Working hours in Hong Kong
Some employers are surprised to learn that (save for rules regarding children, young persons in industrial undertakings, statutory holidays and rest days) there is no regulatory framework restricting or monitoring standard working hours (SWH) in Hong Kong. This may change following an announcement by the consultation committee in May 2015 recommending that new legislation be enacted in this area.
Employers with operations in the UK and Europe will be familiar with the concept of ‘working time’ and the complex related issues that arise, such as paying the national minimum wage, rest breaks, on-call arrangements and roles involving significant travel. For a region with a mature and developed economy, Hong Kong’s lack of regulation is unusual.

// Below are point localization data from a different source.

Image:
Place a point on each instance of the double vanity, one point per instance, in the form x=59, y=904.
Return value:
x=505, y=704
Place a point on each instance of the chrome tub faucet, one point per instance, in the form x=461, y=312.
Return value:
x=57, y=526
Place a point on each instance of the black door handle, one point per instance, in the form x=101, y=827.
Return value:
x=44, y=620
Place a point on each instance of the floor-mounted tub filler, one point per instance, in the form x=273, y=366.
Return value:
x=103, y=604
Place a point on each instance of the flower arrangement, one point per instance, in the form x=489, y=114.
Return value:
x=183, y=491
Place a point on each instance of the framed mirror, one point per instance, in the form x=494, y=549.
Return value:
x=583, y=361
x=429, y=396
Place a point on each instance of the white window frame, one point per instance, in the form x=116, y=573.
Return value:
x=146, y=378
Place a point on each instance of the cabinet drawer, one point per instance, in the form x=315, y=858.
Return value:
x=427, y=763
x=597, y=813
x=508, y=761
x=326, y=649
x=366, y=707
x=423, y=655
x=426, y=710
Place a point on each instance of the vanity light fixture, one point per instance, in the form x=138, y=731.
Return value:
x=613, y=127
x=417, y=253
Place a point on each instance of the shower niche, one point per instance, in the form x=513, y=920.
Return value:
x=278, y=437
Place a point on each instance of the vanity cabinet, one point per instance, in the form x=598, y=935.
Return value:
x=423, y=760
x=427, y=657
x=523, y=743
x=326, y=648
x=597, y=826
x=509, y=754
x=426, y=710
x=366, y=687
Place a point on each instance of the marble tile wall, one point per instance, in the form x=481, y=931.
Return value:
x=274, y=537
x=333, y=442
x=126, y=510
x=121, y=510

In 2012, the Labour Department published its “Report of the Policy Study on Standard Working Hours” (“Report”). The Report assessed SWH regimes globally, reviewed SWH in Hong Kong and the potential socio-economic impact of SWH regulation. The Report posed more questions than it answered and outlined a number of areas for further consideration, including the impact on business and potential proliferation of casual workers.
In April 2013, the SWH Committee was formed for a three-year term, a consultation commenced in January 2014 and a survey of 10,000+ employees and employers was commissioned. Interestingly, the survey confirmed:
- median weekly hours ranged from 40.0 - 54.0;
- 7% employees had undertaken paid overtime with 18% undertaking unpaid overtime (median being 5.0 hours each);
- 61% employees’ contracts were silent on overtime compensation;
- the commonest overtime pay rate was 1:1 (75%);
- 92% employees ‘agreed’ working hours should be agreed between the employer and employee;
- 67% employees ‘agreed’ SWH should be set; and
- <45% of employers ‘agreed’ that maximum working hours limits were appropriate.
In May 2015, the Committee confirmed that a legislative approach was recommended, to include a requirement for written employment contracts to specify working hours arrangements (the ‘big-frame’ approach). Consideration is still being given to other suitable measure(s) to protect grassroots employees ('small frame'). A final report is likely in Q1 2016.
Unfortunately, there is currently no further information on what the ‘big-frame’ or ‘small-frame’ approaches might look like or how they will be applied in practice. However, legislation is likely to be ‘light touch’ compared with other jurisdictions.